Friday, October 13, 2023

Colonel Bingham Celebrates 85th Birthday, Sept. 13, 1923

Colonel Bingham, 85. . . M.C.S. Noble Tells of a Fine Birthday Party

M.C.S. Noble, dean of the University’s school of education, is back from a trip to Asheville to attend the celebration of the 85th birthday of Colonel Robert Bingham, native of Orange County, graduate of the University in the class of 1857, captain in the Confederate Army, and one of the most distinguished schoolmasters in the country.

“I found the Colonel the same delightful companion as ever,” said Mr. Noble yesterday, “feeble in body but with his mind as clear and alert as it was when I was at school under him 50 years ago. His children and grandchildren were gathered about him, and with them a number of his former pupils. They came from all over the South. One man there was Nelson Phillips, until recently chief justice of the supreme court of Texas. Others were Rev. John Tillinghast of South Carolina, who was here at the University with the Colonel and became a chaplain in Lee’s army; and ‘Old Sawney’ Webb, the celebrated head of the school at Bell Buckle, Tennessee; and T.F. McDow of South Carolina.

“Colonel Bingham was wheeled into the room where we had the party, in his invalid’s chair, smiling and happy. Before him they laid out his birthcake, with 85 candles on it, an he and his granddaughter cut it. We sat around for two or three hours, talking over old times and new. He stayed with us the whole time. It was amazing how youthful his face looked—hardly a wrinkle in it.

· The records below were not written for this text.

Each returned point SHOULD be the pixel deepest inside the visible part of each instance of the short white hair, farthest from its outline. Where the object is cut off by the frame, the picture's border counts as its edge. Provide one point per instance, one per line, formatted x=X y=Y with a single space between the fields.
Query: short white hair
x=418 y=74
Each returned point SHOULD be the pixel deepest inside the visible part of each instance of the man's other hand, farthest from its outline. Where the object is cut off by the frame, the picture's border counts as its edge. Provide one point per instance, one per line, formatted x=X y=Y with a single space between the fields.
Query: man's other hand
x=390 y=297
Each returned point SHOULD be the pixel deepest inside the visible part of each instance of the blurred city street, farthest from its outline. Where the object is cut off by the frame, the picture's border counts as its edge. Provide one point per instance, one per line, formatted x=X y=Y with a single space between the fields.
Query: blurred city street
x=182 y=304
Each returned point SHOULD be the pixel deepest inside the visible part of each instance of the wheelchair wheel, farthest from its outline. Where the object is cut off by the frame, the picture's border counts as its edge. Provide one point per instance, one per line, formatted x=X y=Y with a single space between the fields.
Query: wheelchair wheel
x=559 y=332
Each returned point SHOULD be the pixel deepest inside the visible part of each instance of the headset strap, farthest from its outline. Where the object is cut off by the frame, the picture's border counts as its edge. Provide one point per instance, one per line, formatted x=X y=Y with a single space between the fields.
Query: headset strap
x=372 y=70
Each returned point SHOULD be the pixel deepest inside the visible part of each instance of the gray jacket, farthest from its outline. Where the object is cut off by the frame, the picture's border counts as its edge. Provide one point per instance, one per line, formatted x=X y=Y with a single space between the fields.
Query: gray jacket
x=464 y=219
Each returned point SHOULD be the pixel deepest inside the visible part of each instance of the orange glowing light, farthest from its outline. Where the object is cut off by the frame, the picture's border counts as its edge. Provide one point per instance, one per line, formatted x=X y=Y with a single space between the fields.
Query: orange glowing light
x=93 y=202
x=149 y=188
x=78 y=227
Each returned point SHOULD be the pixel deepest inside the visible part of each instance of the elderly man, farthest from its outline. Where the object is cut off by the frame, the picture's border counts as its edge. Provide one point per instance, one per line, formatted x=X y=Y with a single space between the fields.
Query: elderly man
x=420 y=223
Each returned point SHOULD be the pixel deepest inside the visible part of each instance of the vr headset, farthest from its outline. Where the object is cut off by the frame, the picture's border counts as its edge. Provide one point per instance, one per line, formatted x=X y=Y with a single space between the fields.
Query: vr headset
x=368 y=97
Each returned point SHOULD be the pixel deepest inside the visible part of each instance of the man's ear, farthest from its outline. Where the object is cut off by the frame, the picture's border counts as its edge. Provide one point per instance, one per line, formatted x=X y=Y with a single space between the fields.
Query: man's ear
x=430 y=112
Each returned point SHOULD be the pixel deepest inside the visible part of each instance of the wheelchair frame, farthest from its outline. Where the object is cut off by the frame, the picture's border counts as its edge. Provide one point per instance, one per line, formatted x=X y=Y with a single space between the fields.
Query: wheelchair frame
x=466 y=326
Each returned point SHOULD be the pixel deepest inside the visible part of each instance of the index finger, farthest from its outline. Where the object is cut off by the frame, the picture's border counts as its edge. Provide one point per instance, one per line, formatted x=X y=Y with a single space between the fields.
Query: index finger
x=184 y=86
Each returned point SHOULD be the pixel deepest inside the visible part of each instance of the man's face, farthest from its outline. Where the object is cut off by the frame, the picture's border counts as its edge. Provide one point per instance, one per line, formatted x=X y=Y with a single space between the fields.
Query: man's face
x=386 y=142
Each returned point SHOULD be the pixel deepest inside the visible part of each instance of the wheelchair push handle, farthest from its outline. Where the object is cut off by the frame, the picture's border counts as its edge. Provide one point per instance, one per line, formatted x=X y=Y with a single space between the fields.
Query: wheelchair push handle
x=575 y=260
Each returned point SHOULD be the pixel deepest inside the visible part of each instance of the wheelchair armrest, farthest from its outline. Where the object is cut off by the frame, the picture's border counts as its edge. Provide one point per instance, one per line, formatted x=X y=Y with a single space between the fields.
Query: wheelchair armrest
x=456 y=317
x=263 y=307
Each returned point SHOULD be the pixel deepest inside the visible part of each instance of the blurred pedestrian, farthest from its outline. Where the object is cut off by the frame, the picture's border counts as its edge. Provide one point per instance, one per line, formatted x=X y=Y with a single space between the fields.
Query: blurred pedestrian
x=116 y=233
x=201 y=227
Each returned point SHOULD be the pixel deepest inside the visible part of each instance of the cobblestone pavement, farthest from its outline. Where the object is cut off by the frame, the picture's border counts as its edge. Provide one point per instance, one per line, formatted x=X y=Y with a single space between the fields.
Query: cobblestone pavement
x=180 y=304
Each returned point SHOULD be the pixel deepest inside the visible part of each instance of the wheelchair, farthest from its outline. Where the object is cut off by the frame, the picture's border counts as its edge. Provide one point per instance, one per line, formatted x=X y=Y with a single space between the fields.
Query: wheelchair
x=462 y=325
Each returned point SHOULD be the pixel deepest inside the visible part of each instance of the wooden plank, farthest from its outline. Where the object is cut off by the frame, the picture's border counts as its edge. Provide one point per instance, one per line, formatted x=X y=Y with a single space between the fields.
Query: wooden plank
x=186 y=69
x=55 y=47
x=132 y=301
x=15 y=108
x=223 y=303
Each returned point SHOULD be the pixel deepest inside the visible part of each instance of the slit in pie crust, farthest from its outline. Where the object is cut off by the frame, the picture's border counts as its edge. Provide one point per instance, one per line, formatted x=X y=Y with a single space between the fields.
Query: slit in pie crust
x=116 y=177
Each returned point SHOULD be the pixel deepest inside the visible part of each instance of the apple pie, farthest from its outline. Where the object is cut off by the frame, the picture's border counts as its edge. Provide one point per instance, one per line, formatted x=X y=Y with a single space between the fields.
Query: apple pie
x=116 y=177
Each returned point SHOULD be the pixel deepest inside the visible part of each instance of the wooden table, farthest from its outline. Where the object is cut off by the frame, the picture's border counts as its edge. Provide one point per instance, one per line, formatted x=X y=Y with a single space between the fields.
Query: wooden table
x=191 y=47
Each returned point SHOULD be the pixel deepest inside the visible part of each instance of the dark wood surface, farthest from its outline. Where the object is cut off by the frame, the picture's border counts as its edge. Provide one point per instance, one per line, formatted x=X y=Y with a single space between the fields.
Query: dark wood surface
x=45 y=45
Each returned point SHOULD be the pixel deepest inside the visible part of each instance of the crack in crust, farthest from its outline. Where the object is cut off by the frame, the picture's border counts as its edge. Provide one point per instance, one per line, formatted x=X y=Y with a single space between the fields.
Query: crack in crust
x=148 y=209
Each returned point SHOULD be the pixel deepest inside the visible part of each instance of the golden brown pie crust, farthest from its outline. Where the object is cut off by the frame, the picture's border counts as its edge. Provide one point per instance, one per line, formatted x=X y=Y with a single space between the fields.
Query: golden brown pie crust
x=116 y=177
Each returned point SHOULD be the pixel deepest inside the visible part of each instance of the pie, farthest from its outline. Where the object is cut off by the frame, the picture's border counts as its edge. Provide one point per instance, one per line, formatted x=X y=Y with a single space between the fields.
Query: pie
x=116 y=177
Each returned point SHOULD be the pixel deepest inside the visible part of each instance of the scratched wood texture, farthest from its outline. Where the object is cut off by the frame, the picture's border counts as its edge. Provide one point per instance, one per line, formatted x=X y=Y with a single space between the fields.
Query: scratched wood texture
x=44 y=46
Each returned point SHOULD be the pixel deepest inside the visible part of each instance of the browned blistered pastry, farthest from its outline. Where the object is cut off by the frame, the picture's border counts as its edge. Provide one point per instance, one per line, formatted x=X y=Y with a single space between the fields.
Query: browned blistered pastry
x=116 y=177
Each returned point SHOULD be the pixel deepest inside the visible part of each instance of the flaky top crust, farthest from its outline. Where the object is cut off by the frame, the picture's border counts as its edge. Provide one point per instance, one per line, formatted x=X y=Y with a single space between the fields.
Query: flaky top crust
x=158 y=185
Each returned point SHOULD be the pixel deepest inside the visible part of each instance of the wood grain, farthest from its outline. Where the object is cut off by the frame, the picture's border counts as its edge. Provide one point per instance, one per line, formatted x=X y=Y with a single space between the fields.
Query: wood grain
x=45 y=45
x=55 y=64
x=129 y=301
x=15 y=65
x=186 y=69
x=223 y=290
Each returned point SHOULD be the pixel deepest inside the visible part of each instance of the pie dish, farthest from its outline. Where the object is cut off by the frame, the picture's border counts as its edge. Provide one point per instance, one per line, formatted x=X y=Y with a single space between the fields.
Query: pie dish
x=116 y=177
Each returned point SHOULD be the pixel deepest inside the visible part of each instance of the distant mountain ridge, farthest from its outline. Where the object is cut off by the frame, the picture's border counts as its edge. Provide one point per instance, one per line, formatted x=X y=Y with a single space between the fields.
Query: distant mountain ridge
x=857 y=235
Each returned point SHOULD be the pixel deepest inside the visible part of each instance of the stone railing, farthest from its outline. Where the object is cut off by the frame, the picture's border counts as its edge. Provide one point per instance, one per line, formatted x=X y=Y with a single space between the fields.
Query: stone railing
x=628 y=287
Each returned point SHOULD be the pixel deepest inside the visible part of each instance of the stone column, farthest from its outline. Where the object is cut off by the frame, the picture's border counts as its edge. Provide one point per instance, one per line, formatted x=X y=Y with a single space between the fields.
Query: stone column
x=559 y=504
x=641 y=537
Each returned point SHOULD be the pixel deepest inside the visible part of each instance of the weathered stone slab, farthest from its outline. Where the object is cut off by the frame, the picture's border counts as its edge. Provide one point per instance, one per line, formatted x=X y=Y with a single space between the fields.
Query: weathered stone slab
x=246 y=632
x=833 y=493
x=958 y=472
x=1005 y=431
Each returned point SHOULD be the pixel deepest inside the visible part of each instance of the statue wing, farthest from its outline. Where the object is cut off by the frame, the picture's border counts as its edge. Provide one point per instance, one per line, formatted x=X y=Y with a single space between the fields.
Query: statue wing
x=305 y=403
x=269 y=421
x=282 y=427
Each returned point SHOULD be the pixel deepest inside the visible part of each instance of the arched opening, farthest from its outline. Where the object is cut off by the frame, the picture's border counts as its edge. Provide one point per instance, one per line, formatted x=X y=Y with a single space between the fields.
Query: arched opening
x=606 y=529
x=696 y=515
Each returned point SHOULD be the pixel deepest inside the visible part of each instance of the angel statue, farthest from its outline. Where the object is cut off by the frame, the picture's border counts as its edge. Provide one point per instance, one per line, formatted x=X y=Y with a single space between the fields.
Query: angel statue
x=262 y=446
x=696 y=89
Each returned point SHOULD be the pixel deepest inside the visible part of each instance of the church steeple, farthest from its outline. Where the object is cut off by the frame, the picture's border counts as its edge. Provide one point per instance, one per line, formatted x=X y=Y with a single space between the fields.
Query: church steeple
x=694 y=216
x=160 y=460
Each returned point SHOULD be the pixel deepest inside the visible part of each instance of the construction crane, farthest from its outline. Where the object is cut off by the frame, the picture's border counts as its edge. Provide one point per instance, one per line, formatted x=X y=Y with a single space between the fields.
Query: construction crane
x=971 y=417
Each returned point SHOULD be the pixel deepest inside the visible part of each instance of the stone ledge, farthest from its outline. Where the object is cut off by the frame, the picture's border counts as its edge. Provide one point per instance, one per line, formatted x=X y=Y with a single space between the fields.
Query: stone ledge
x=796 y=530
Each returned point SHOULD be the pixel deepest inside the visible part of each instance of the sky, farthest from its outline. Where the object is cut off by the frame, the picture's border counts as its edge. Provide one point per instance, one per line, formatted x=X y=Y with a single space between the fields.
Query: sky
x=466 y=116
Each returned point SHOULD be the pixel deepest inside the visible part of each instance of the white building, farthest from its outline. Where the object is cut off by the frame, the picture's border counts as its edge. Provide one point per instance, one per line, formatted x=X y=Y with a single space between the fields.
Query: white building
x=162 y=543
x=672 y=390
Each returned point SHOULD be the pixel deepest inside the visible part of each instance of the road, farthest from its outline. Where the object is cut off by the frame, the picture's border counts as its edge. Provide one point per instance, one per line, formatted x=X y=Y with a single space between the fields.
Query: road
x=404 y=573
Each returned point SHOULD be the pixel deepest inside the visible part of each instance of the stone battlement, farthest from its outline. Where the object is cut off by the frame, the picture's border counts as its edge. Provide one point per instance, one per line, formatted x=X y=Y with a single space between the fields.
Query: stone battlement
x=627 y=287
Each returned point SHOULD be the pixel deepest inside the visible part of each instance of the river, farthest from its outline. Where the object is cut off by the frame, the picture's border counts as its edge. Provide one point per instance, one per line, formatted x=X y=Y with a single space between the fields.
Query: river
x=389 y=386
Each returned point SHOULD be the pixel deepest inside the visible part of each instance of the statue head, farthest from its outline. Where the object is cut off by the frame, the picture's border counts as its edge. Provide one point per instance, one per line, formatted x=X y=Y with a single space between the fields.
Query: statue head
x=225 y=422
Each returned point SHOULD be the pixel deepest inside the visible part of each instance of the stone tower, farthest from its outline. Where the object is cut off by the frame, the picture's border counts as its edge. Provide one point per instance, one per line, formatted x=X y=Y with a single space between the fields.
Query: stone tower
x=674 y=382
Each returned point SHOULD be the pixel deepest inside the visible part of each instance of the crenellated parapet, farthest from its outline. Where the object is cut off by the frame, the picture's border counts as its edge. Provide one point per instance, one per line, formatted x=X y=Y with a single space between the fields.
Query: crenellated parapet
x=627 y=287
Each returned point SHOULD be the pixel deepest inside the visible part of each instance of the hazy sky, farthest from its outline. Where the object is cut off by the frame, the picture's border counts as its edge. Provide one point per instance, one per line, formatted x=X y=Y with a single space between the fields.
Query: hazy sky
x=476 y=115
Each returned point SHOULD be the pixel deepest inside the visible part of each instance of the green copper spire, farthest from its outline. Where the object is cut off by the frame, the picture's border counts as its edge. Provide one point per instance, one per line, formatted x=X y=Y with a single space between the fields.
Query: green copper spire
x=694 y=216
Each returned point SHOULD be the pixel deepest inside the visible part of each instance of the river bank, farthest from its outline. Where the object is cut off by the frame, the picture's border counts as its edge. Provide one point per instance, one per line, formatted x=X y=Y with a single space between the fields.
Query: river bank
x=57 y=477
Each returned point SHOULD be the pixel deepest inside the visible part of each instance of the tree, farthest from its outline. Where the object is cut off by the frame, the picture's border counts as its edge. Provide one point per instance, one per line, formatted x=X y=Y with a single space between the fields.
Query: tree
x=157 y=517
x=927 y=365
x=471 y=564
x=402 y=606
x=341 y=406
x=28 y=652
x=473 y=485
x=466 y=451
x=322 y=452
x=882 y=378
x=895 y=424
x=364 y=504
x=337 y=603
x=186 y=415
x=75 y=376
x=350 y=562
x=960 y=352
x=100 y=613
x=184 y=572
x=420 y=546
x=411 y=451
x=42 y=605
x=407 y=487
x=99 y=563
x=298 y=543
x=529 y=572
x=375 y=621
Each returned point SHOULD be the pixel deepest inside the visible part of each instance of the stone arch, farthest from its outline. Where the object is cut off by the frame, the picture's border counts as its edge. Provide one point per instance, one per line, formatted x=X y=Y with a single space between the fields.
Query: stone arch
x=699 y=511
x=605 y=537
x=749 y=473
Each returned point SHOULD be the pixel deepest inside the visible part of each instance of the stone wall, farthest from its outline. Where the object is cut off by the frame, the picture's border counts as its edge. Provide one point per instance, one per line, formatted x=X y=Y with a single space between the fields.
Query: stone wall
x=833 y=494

There were 50 or 60 present. We all came away feeling that we had spent one of the most agreeable evenings of our lives.”

A day or two after the party the Asheville Citizen, commenting editorially upon it, said: “Dean Noble summed up the sentiment of the Tar Heels who know the man and his life work when he said that the history of North Carolina education will have brighter luster in its pages because of the sturdy manhood, the sound knowledge, and the qualities of leadership which mark the career of Colonel Bingham.”

The Bingham school was founded in 1793. It was at Hillsboro and afterward at Oaks. In the Civil War period it moved to Mebane, and 33 years ago to Asheville. Robert Bingham succeeded to the headship in 1773 and continued in active control until 1920.